Еще до встречи с каким-либо человеком, или предметом, или местностью сознание Пруста строит мысленную модель, которая, как затем выясняется, в той или иной степени не соответствует реальности. Обязательно какая-нибудь досадная деталь – вроде похожего на улитку носа у писателя Берготта – нарушает заранее созданный идеальный образ..
Тягостное ощущение чуждого, враждебного человеку времени не только не было снято, оно обострилось. Уже поело того, как роман Пруста стал фактом литературной жизни, О. Шпенглер писал о «жуткой, заманчивой, неразрешимой загадке времени»: «Направление всего становления в его неумолимости – необратимости – воспринимается с полной внутренней достоверностью как нечто Чуждое.
Свой упрек в плоском эмпиризме Пруст бросал кинематографу именно в тот момент, когда предпринимались настойчивые попытки превратить новое искусство в средство поэтического постижения мира. Впрочем, такие попытки, вероятно, не были известны писателю, поскольку вряд ли в последние годы жизни он был частым посетителем кинотеатров.
Желание некоторых писателей превратить роман в «кинематографическое мелькание вещей» кажется ему верхом абсурда: «Ничто так далеко не отстоит от нашего восприятия реальности, как такое кинематографическое видение».
Прустовская фраза столь сложна и пространна именно потому, что в самой своей структуре должна ежеминутно соединять распадающиеся звенья – объективное и субъективное, внешнее и внутреннее, сиюминутное и давнопрошедшее, впечатление и тянущийся за ним шлейф воспоминаний.
Пруст убежден, что непосредственное восприятие внешнего мира не может быть принципом искусства. Подлинный художник не пытается фиксировать впечатления, но переплавляет их и создает с их помощью свой собственный мир. Потому-то, как пишет Пруст, «благодаря искусству вместо того, чтобы видеть один-единственный мир – наш собственный, мы видим столько миров, сколько существует оригинальных художников…».
Мало того что образ каждого персонажа дробится и множится в зависимости от того, в чьем восприятии он возникает в данный момент, но даже в представлении одного и того же лица он не остается неизменным: даже если предположить, что объект остается идентичным себе, меняется воспринимающее сознание.
Для французских писателей-реалистов XIX столетия было характерно стремление подчиниться реальности, стать «летописцем нравов» (Бальзак), уподобиться «зеркалу у дороги» (Стендаль) или же своего рода регистрирующему аппарату. Такой взгляд не был чужд и Марселю Прусту.

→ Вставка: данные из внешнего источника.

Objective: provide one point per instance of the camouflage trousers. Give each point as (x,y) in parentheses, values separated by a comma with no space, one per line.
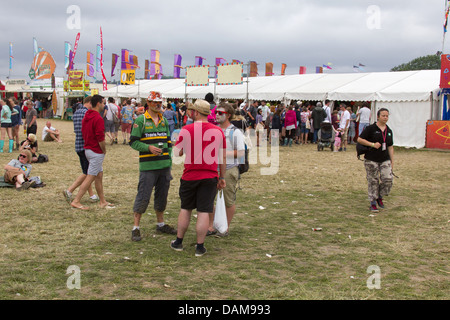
(379,178)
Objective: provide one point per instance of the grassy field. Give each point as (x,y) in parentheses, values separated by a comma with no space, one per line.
(271,253)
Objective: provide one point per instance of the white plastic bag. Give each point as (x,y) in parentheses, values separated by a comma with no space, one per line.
(220,214)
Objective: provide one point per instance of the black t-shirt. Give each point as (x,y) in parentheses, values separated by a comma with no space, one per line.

Вспомним, что Мопассан испытывал потребность слить объективное описание с субъективными ощущениями и немало способствовал продвижению в этом направлении, чувствуя, однако, что сделанного недостаточно, чтобы перейти какую-то грань. То, что Мопассану казалось лежащим за пределами возможностей слова, Пруст пытался осуществить практически.
Читатель сначала воспринимает движение, звучание, мерцание, а затем уже начинает замечать движущиеся, мерцающие, звучащие предметы, которые в конце концов снова растворяются в каком-то мареве: фрагменты вместо целого; отблески вместо предметов; мечтания, приобретшие видимые формы; видимость, расплывающаяся, как мираж… «То, что до Флобера было действием,- замечает М. Пруст,- становится впечатлением».